Por un lado, ella era una lati­noamericana de su época como tantas otras. Pero al compararla con los escritores que citas aquí, notas una diferencia muy profun­da. No creo que Rulfo o Cortázar tuvieran la ambición que tuvo Clarice, que era nada menos que "la reconstrucción del mundo". Se puede decir, sí, que los lati­noamericanos de esa generación tenían tales ambiciones. Neruda, por ejemplo, también quería re­construir el mundo, pero por la vía política, igual que Octavio Paz, cuyas primeras obras tuvie­ron que ver con la opresión de los campesinos. Pero lo que quiere Clarice es distinto. Ella, desde ni­ña, quiere rehacer el mundo por la vía mística, y sabe de la imposi­bilidad de su proyecto. Vemos en La pasión según G. H. –en que la mujer, después de una crisis mística, termina comiendo una cucaracha–, que el deseo de Cla­rice, ¡a quien le da un asco tre­mendo!, es el de reunir lo más íntimo del ser humano con la materia divina de la que estamos hechos

Tras "Cerca del corazón sal­vaje", se la comparó con Woolf, Joyce y Proust, cosa que a ella no le gustó nada. Cuando la leyó por primera vez, ¿usted también evocó a otros autores?
Me resulta muy difícil compa­rarla con otros escritores. El gran artista siempre tiene una cosa única, fuera de serie, que no le debe a nadie y ante él, sin saber cómo, la grandeza simplemen­te se siente. Desde el principio Clarice me fascinó. Cuando fui a Brasil por primera vez, a los diecinueve años, hice un enor­me viaje en autobús a Argentina, Uruguay y Paraguay; estuve en cuatro países, cinco estados bra­sileños, no sé en cuántas provin­cias argentinas, y lo único que me impresionó fue La pasión se­gún G. H. que había comprado en una librería de Florianópolis. ¡No vi nada! Eso sólo pasa pocas veces en la vida. Como el amor.

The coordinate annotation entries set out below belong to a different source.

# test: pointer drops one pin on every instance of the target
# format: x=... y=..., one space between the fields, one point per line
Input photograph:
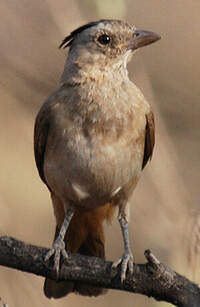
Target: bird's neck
x=76 y=72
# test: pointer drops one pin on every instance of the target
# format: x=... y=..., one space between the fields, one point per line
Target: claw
x=57 y=250
x=126 y=262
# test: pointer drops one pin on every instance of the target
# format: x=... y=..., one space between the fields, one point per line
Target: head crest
x=67 y=42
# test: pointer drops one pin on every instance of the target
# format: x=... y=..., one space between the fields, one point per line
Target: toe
x=49 y=254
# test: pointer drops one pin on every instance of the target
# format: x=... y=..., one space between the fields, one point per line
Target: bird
x=93 y=136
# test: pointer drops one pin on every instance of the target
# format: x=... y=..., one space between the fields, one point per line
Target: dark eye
x=104 y=39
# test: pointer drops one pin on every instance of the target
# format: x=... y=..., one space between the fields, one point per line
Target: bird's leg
x=59 y=244
x=127 y=258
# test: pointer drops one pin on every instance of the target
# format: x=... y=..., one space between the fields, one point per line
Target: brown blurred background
x=167 y=197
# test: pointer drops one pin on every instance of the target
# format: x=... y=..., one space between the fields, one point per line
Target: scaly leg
x=59 y=244
x=127 y=258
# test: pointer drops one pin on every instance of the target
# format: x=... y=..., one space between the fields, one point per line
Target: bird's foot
x=126 y=262
x=57 y=250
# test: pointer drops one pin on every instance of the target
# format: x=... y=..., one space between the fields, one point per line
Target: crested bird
x=93 y=137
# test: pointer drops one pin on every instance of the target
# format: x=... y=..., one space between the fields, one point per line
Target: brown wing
x=40 y=139
x=149 y=138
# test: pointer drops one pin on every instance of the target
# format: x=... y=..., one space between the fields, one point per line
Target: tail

¿Un escritor, o un aspirante a escritor, puede aprender algo de Clarice?
Un joven escritor –un escritor de talento– que me entrevistó en San Pablo, me dijo que los jóve­nes escritores de Brasil sienten el peso de haber nacido después de Clarice: sienten que ella lo dijo todo, que no les queda más nada. Y eso los oprime. Entendí perfec­tamente lo que quiso decirme, a pesar de tener un costado un po­co ridículo, es decir, no ves a es­critores argentinos por las calles de Buenos Aires diciendo "¡Ay de mí, nací después de Borges!" Todo escritor, todo artista, toda generación, tiene que inventarlo de nuevo. Y la herencia de Clari­ce no es tanto literaria como mo­ral: la fidelidad a uno mismo. Al final de su vida dijo, un poco or­gullosa: "Que eu saiba nunca fiz concessões" ("que yo sepa, nunca hice concesiones"). Por eso es tan querida y admirada. ¿Cuántos podemos decir lo mismo?


©Ana Prieto
Agosto 2010
Revista Ñ 
Buenos Aires



Houston, 1976. Crítico, editor, traductor

Se recibió en Historia en la Universidad de Brown (EE.UU.), y se doctoró en la Universidad de Utrecht, Holanda. Escribe la columna New Books de Harper's Magazine, y colabora en The New York Review of Books. Su biografía sobre Clarice Lispector (2009) se ha convertido en un éxito de ventas y ha sido aplaudida por la crítica. Será editada en Francia y Portugal.

Así escribe
" Los hechos y las particulari­dades me fastidian", escribió (...). En su vida y escritura hizo esfuerzos por borrarlos. Pocas personas, sin embargo, se han expuesto como ella. A través de las muchas facetas de su trabajo –novela, cuento, co­rrespondencia y periodismo, en esa prosa espléndida que la convirtió en "la princesa de la lengua portuguesa"– una úni­ca personalidad se disecciona implacablemente y se revela de manera fascinante, en la que quizá sea la más grande autobiografía espiritual del siglo XX.

"A la vez que deseo defender mi privacidad, tengo el inten­so deseo de confesarme ante un público y no ante un cura." Su estilo de confesión buscaba desenterrar las verdades ínti­mas de una vida de incesante meditación. Esta es la razón por la que Clarice Lispector ha sido comparada menos con otros escritores que con mís­ticos y santos.